When you place the beam of this cantilever on the support rod as shown, it sits in the position at which its center of mass lies on the verical line that passes through the point of contact. If you rotate the cantilever away from this position, you displace the center of mass from the vertical line through the support point, and raise it. Gravity exerts a restoring torque to bring the center of mass back to this line. The cantilever is thus in stable equilibrium. If you move the cantilever to the left or right, the position of the beam for which the cantilever is in equilibrium changes, and it no longer rests horizontally. If the component of gravity that acts parallel to the beam overcomes friction, the cantilever will slide away from the equilibrium position. A zip tie on the beam allows you to show stable equilibrium at various points without having the beam slip on the rod.
The center of mass of an object is the weighted mean displacement of all of its mass points from some reference point, usually the origin of the coordinate system in which the object sits.

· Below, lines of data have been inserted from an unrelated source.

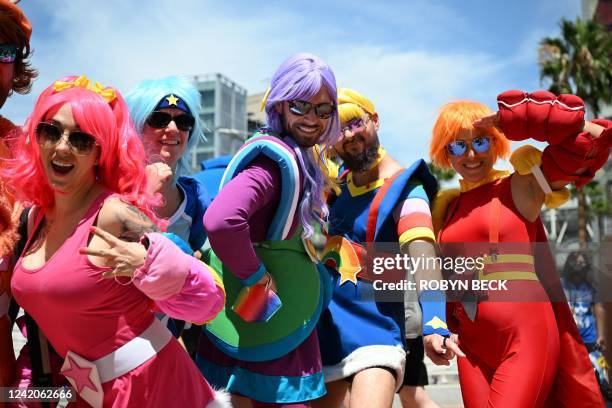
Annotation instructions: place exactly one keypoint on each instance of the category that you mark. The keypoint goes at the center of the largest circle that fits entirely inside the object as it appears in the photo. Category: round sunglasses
(322, 110)
(480, 144)
(49, 135)
(159, 120)
(354, 125)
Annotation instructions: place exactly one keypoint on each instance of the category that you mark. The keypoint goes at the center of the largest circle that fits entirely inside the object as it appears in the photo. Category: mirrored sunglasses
(480, 144)
(159, 120)
(49, 135)
(322, 110)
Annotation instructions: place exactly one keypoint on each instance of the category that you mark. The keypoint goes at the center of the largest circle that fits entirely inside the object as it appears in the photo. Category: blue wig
(301, 76)
(143, 99)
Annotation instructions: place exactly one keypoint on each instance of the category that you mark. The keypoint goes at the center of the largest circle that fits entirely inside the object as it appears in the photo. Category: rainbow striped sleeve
(413, 217)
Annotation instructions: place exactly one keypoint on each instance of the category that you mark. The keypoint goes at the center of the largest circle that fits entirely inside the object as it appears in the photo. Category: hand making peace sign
(123, 256)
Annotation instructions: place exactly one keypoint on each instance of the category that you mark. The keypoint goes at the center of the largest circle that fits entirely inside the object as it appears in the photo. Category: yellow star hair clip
(172, 100)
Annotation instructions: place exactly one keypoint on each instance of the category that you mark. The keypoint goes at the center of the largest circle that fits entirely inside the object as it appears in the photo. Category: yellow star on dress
(349, 274)
(172, 100)
(436, 323)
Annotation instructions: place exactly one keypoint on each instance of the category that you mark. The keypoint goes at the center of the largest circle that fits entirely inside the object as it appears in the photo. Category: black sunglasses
(300, 108)
(49, 135)
(159, 120)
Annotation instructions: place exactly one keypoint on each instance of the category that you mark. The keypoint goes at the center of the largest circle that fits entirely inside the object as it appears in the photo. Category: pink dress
(81, 312)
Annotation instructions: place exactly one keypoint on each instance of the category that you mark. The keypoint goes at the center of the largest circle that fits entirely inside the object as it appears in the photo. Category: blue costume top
(186, 222)
(356, 331)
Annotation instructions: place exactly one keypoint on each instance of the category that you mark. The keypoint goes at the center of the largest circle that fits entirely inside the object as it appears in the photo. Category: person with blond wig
(380, 202)
(521, 344)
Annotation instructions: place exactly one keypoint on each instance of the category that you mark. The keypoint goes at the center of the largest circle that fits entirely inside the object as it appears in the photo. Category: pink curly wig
(121, 167)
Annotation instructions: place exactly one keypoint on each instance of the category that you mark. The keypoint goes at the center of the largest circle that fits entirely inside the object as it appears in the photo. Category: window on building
(208, 98)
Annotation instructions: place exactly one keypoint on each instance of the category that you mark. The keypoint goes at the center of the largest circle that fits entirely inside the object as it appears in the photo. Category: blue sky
(409, 57)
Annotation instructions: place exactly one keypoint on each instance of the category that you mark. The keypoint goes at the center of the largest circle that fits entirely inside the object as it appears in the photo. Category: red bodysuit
(513, 344)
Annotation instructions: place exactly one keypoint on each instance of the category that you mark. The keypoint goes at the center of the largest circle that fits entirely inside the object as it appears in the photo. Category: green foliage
(579, 62)
(598, 205)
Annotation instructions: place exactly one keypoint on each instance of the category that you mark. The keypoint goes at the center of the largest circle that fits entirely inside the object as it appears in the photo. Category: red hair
(458, 116)
(121, 167)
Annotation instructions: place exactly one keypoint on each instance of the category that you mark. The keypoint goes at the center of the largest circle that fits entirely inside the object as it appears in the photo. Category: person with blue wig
(263, 347)
(166, 115)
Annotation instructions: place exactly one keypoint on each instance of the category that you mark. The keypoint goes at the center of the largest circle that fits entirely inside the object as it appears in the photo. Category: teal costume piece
(303, 286)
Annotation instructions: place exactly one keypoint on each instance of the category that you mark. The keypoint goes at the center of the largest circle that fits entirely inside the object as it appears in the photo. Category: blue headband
(173, 101)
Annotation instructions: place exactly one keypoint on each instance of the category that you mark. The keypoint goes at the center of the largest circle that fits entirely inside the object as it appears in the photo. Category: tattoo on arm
(134, 223)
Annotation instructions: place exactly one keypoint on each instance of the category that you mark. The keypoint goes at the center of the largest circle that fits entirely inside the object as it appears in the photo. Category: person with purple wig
(259, 225)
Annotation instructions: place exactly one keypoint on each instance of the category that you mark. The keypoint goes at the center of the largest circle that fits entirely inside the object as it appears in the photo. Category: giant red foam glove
(540, 115)
(578, 159)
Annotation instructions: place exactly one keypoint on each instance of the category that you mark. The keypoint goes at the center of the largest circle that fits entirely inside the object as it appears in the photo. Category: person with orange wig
(522, 347)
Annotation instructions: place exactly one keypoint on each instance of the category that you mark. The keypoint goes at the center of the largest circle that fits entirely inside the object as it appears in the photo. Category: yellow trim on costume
(509, 275)
(218, 280)
(526, 157)
(440, 205)
(503, 258)
(557, 198)
(437, 323)
(416, 233)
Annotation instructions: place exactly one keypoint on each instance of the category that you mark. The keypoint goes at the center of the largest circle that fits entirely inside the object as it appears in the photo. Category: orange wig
(458, 116)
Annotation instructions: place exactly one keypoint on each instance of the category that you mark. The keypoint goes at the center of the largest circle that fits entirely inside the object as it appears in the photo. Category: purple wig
(301, 76)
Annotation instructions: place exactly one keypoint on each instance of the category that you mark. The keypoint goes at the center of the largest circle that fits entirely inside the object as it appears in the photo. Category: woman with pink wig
(95, 267)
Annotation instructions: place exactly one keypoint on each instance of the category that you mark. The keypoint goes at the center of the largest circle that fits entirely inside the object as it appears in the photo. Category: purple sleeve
(240, 214)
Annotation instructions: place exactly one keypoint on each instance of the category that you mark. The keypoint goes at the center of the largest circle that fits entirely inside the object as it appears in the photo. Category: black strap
(37, 342)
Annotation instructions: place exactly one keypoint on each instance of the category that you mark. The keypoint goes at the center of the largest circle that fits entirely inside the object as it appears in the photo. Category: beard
(362, 161)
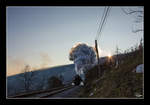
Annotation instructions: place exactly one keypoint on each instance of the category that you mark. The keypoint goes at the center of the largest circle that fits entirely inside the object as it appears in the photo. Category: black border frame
(3, 49)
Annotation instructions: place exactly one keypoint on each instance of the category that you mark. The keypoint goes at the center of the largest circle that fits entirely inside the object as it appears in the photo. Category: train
(77, 81)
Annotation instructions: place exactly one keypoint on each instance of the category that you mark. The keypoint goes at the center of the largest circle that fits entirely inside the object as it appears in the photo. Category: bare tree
(138, 13)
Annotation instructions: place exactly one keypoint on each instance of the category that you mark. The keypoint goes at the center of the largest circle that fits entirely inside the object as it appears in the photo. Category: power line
(103, 21)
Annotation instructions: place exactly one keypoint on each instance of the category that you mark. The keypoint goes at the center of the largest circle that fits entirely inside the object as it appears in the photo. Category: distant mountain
(15, 83)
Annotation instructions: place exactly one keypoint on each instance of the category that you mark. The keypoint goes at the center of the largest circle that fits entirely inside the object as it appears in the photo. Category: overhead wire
(103, 21)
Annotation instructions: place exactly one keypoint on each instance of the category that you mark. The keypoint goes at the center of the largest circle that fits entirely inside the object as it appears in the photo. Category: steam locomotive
(77, 80)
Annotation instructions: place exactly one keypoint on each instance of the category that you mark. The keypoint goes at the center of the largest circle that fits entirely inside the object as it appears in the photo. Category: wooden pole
(96, 48)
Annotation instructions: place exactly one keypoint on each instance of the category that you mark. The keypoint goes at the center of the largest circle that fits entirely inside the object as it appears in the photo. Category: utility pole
(99, 72)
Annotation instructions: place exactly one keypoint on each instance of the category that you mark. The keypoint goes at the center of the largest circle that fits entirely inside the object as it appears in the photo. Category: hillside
(119, 82)
(15, 84)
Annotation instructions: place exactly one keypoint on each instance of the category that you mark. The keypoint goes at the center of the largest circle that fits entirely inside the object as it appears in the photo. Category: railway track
(42, 93)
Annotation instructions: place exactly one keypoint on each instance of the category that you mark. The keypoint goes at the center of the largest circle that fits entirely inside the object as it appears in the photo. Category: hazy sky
(43, 36)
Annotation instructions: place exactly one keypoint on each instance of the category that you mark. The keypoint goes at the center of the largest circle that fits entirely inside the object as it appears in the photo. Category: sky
(43, 36)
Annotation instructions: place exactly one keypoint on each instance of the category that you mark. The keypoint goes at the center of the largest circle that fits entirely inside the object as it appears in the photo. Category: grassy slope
(116, 83)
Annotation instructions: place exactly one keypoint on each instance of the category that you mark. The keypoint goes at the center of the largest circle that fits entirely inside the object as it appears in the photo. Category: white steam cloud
(84, 58)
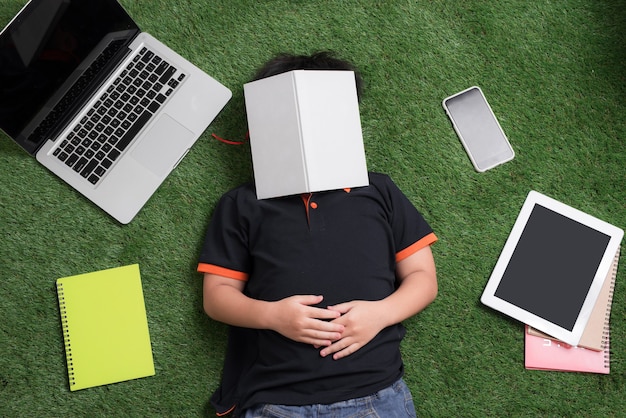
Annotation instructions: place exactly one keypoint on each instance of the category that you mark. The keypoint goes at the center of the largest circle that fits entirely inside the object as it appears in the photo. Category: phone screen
(478, 129)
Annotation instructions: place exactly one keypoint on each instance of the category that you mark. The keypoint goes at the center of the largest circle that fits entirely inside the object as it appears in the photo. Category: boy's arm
(363, 320)
(293, 317)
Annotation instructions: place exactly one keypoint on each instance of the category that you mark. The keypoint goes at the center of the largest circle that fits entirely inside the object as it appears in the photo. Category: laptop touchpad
(163, 145)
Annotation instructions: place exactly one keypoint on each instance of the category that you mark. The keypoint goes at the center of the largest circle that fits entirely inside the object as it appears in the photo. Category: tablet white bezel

This is the sum of the products of all the mass points with their distances from the origin, divided by the total mass of the object (rcm = Σmiri/M). If we set the center of mass of the object at the origin, we find that this sum equals zero. This tells us that if we exert a force on the object at its center of mass, this results in no torque on the object, but if we apply a force to the object at any other point, we exert a torque on the object about its center of mass. If the object is relatively small, and close to the earth, then gravity acts uniformly on the object. That is, if the object is of uniform density, gravity exerts the same downward force on all of its mass points, and the sum of all of these forces is equal to a single downward force, F = Mg, acting at the center of mass of the object.

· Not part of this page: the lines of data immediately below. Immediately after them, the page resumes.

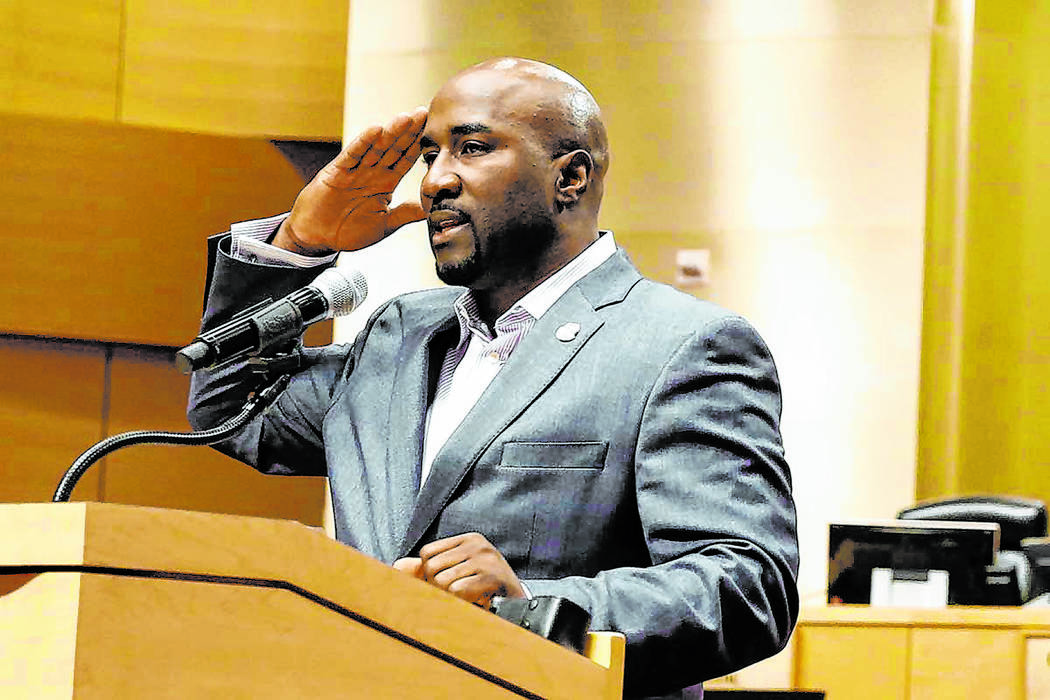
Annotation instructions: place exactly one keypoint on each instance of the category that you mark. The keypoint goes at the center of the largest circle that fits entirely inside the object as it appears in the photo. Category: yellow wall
(129, 131)
(236, 67)
(986, 351)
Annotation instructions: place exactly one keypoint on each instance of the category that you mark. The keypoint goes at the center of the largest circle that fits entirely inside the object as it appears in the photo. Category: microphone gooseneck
(254, 406)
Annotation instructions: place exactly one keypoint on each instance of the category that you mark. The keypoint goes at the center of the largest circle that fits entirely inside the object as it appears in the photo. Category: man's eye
(474, 148)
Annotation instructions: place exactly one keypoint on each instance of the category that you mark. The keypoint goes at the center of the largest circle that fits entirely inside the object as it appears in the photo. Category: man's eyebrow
(458, 130)
(473, 127)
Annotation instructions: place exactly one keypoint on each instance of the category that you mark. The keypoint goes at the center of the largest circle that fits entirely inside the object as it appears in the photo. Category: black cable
(254, 406)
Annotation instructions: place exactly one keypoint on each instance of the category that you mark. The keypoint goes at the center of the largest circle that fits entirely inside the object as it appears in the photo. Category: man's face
(488, 190)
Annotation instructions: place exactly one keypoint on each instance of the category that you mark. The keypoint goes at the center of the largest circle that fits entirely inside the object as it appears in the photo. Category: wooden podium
(101, 600)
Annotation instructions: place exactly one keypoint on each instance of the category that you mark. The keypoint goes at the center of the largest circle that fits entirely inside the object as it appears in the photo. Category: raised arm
(348, 205)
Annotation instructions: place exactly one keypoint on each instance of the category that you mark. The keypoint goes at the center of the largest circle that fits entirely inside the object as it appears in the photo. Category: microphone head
(344, 289)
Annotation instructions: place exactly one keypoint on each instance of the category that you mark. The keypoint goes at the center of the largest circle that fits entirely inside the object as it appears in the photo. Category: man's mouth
(444, 224)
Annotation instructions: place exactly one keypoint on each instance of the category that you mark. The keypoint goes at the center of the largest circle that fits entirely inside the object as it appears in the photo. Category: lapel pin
(567, 332)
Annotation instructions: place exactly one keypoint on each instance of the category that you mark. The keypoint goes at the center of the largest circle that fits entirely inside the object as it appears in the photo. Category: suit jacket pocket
(553, 455)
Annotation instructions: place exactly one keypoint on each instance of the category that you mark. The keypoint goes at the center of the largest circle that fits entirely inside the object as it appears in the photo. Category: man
(563, 426)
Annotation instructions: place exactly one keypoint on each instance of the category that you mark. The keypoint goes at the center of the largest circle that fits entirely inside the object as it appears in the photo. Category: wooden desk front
(857, 652)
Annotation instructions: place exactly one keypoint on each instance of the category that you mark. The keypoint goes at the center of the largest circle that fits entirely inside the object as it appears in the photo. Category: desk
(858, 652)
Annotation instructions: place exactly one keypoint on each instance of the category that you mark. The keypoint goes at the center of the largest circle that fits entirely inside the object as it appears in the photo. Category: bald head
(516, 153)
(555, 104)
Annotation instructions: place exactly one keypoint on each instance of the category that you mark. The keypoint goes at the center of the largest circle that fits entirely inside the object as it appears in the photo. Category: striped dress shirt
(471, 364)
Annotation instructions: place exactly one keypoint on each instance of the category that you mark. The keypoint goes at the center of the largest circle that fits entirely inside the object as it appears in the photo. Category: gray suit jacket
(635, 469)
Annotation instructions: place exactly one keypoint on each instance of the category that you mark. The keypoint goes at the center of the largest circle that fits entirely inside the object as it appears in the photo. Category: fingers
(469, 567)
(355, 150)
(410, 565)
(404, 213)
(396, 138)
(406, 127)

The large mass at the end of the bent rod is located so that the center of mass of the whole cantilever assembly lies along the vertical line through the support point, just to the left of the upright, about 5 cm above the center of the bent rod that connects the large mass to the beam. If you rotate the cantilever from this position, you displace the center of mass from this vertical line, which raises the center of mass and thus the gravitational potential energy. Gravity exerts a torque in the opposite direction, which when you release the cantilever, brings the center of mass back to its original position, thus lowering it and decreasing the potential energy of the system. The cantilever is thus in stable equilibrium. (See demonstration 32.20 -- Neutral, stable and unstable equilibrium).
The object in this demonstration is called a cantilever, because it extends horizontally from the point at which it is supported, with no support under the extended section.

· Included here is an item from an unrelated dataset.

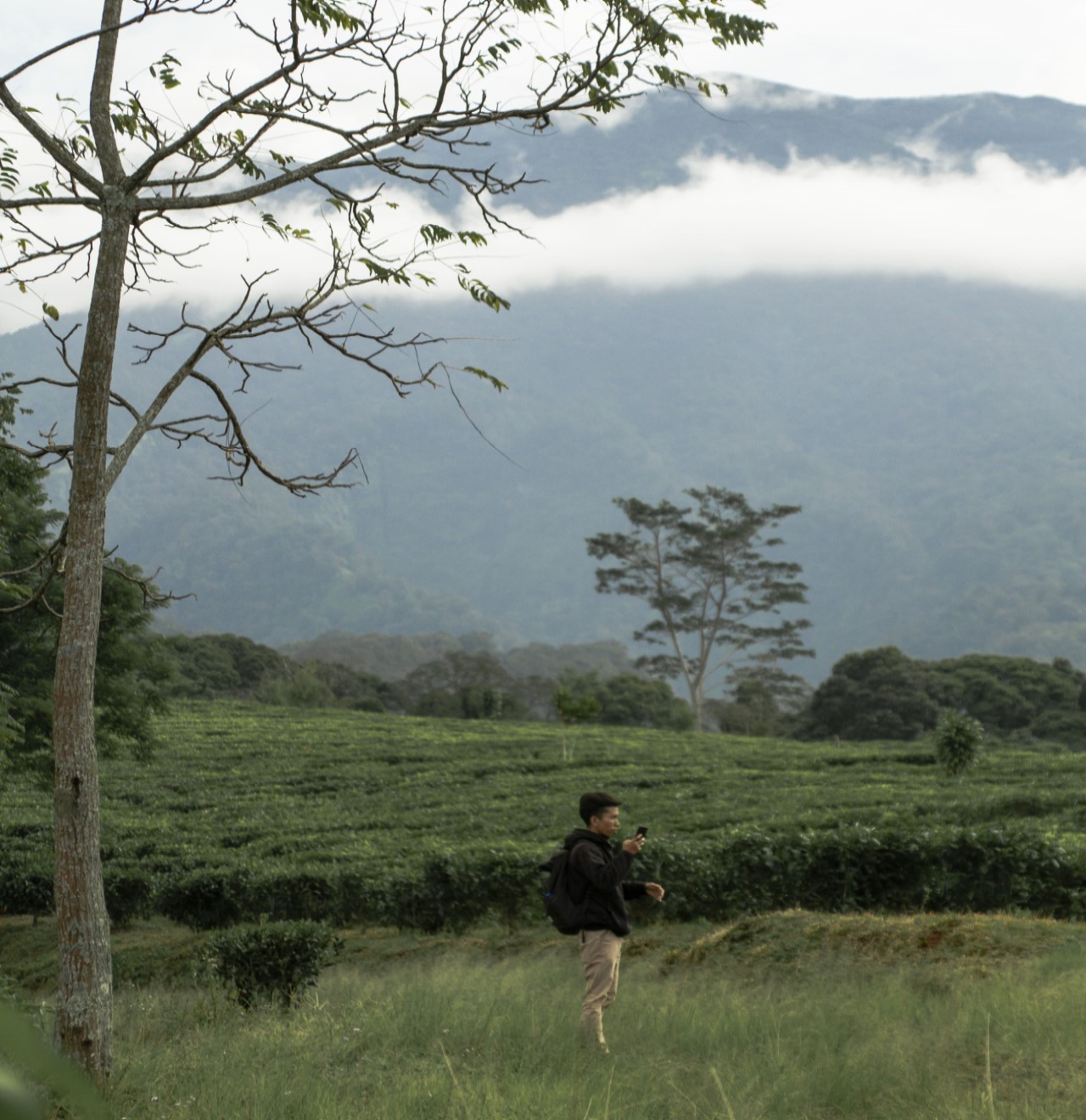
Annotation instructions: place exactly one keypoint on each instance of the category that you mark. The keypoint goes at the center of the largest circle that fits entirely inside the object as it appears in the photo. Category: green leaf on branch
(482, 294)
(483, 375)
(165, 70)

With the cantilever suspended as shown in the photograph, as noted above, the torque exerted by the support rod about its center of mass is balanced by the torque exerted by gravity about the suspension point at the center of mass, and the cantilever is in stable equilibrium. If you place the beam so that it rests on the support rod at some other point, gravity, acting at the center of mass, causes the beam to tilt until the center of mass lies below the new suspension point. If the angle at which the beam sits is too far from horizontal, the component of gravity that is parallel to the beam could overcome friction and cause the cantilever to slide on the support rod, and thus cause it to slide away from the new equilibrium position. A zip tie around the beam provides a stop so that when you rest the beam at a different point from that shown above, the cantilever can sit in stable equilibrium with the beam tilted from the horizontal position, and not slide out of equilibrium. You can, of course, set the cantilever so that the support rod is at the corner where the rod that supports the round mass meets the beam (on the side toward the mass), and it will sit in stable equilibrium.
References:
1) Resnick, Robert and Halliday, David. Physics, Part One, Third Edition (New York: John Wiley and Sons, 1977), pp. 162-5, 283-5, 291-3.